Targeted Hard Sample Synthesis Based on Estimated Pose and Occlusion Error for Improved Object Pose Estimation
Alan Li, Angela P. Schoellig
TL;DR
The paper tackles robust 6D pose estimation in bin-picking by diagnosing where pose estimation errors concentrate in pose and occlusion spaces and then synthesizing targeted hard samples online. It introduces a dual error-modeling framework, deriving $P(\theta,\phi)$ for pose-space and $L(k)$ for occlusion-space, and uses these to generate realistic, difficult training cases within a bin environment.

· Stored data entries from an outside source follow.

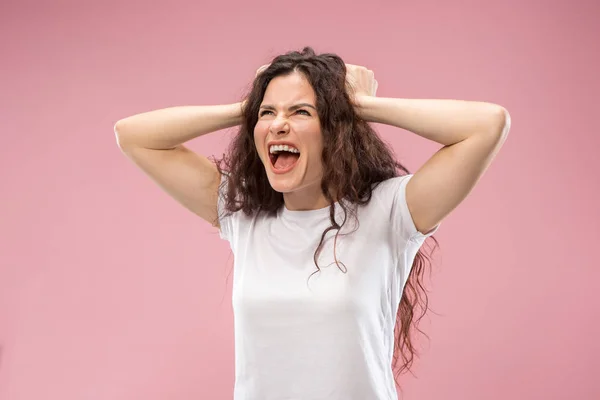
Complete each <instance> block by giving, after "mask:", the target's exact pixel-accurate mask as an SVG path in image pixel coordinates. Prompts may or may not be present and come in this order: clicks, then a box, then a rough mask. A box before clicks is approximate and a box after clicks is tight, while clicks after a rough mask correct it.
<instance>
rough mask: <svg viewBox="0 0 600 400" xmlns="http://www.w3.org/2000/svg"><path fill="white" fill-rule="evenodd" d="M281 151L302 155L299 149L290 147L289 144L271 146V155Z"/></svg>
mask: <svg viewBox="0 0 600 400" xmlns="http://www.w3.org/2000/svg"><path fill="white" fill-rule="evenodd" d="M280 151H289V152H290V153H300V151H299V150H298V149H297V148H295V147H292V146H288V145H287V144H279V145H274V146H271V148H270V149H269V153H271V154H273V153H277V152H280Z"/></svg>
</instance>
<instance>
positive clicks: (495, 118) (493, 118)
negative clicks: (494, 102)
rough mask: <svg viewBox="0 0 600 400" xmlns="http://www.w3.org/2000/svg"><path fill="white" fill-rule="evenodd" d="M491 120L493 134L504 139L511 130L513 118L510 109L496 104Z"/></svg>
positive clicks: (505, 137) (494, 135)
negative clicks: (509, 113)
mask: <svg viewBox="0 0 600 400" xmlns="http://www.w3.org/2000/svg"><path fill="white" fill-rule="evenodd" d="M490 120H491V122H492V123H491V132H492V134H493V135H494V136H497V137H498V138H499V139H500V140H502V141H504V139H506V137H507V136H508V132H509V131H510V122H511V119H510V114H509V112H508V110H507V109H506V108H504V107H502V106H495V107H494V111H493V113H492V116H491V118H490Z"/></svg>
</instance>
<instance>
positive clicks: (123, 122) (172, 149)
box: [114, 103, 242, 227]
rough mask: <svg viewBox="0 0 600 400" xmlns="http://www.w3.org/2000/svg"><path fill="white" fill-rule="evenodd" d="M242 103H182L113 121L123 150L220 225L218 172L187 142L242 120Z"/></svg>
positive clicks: (202, 211)
mask: <svg viewBox="0 0 600 400" xmlns="http://www.w3.org/2000/svg"><path fill="white" fill-rule="evenodd" d="M241 110H242V104H241V103H235V104H229V105H215V106H180V107H170V108H165V109H161V110H155V111H149V112H145V113H142V114H137V115H133V116H131V117H128V118H124V119H122V120H120V121H118V122H117V123H116V124H115V126H114V132H115V135H116V139H117V144H118V146H119V148H120V149H121V151H122V152H123V153H124V154H125V155H126V156H127V157H128V158H129V159H130V160H131V161H133V162H134V163H135V164H136V165H137V166H138V167H139V168H140V169H141V170H142V171H143V172H145V173H146V174H147V175H148V176H149V177H150V178H151V179H152V180H153V181H154V182H156V183H157V184H158V185H159V186H160V187H161V188H162V189H163V190H164V191H165V192H167V193H168V194H169V195H170V196H171V197H173V198H174V199H175V200H177V201H178V202H179V203H180V204H182V205H183V206H185V207H186V208H187V209H188V210H190V211H192V212H193V213H195V214H196V215H198V216H200V217H201V218H203V219H204V220H206V221H208V222H209V223H211V224H213V225H215V226H217V227H218V223H217V198H218V188H219V182H220V179H221V177H220V174H219V172H218V170H217V168H216V166H215V165H214V164H213V163H212V162H211V161H210V160H209V159H208V158H207V157H205V156H202V155H199V154H197V153H195V152H193V151H191V150H190V149H188V148H187V147H185V146H184V145H183V143H185V142H187V141H189V140H191V139H193V138H195V137H198V136H201V135H204V134H207V133H210V132H214V131H218V130H221V129H226V128H229V127H232V126H236V125H239V124H240V123H241V116H242V113H241Z"/></svg>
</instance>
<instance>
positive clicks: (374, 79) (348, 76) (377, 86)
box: [346, 64, 378, 103]
mask: <svg viewBox="0 0 600 400" xmlns="http://www.w3.org/2000/svg"><path fill="white" fill-rule="evenodd" d="M346 83H347V89H348V93H349V94H350V98H351V99H353V100H354V102H355V103H357V102H358V100H359V98H360V97H362V96H372V97H375V95H376V93H377V87H378V83H377V81H376V80H375V73H374V72H373V71H371V70H370V69H367V68H365V67H362V66H360V65H352V64H346Z"/></svg>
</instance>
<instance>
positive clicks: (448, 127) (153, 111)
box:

Through continuous online training, the method demonstrates up to 20% gains in correct detection rate on ROBI and notable improvements on bin-picking scenes in T-LESS, while remaining compatible with multiple pose estimators such as PVNet and GDRNPP. The approach enhances reliability and data efficiency for industrial 6D pose estimation, particularly under occlusion and symmetry challenges, with practical impact for robotic manipulation in cluttered environments.
Abstract
6D Object pose estimation is a fundamental component in robotics enabling efficient interaction with the environment. It is particularly challenging in bin-picking applications, where objects may be textureless and in difficult poses, and occlusion between objects of the same type may cause confusion even in well-trained models. We propose a novel method of hard example synthesis that is model-agnostic, using existing simulators and the modeling of pose error in both the camera-to-object viewsphere and occlusion space. Through evaluation of the model performance with respect to the distribution of object poses and occlusions, we discover regions of high error and generate realistic training samples to specifically target these regions. With our training approach, we demonstrate an improvement in correct detection rate of up to 20% across several ROBI-dataset objects using state-of-the-art pose estimation models.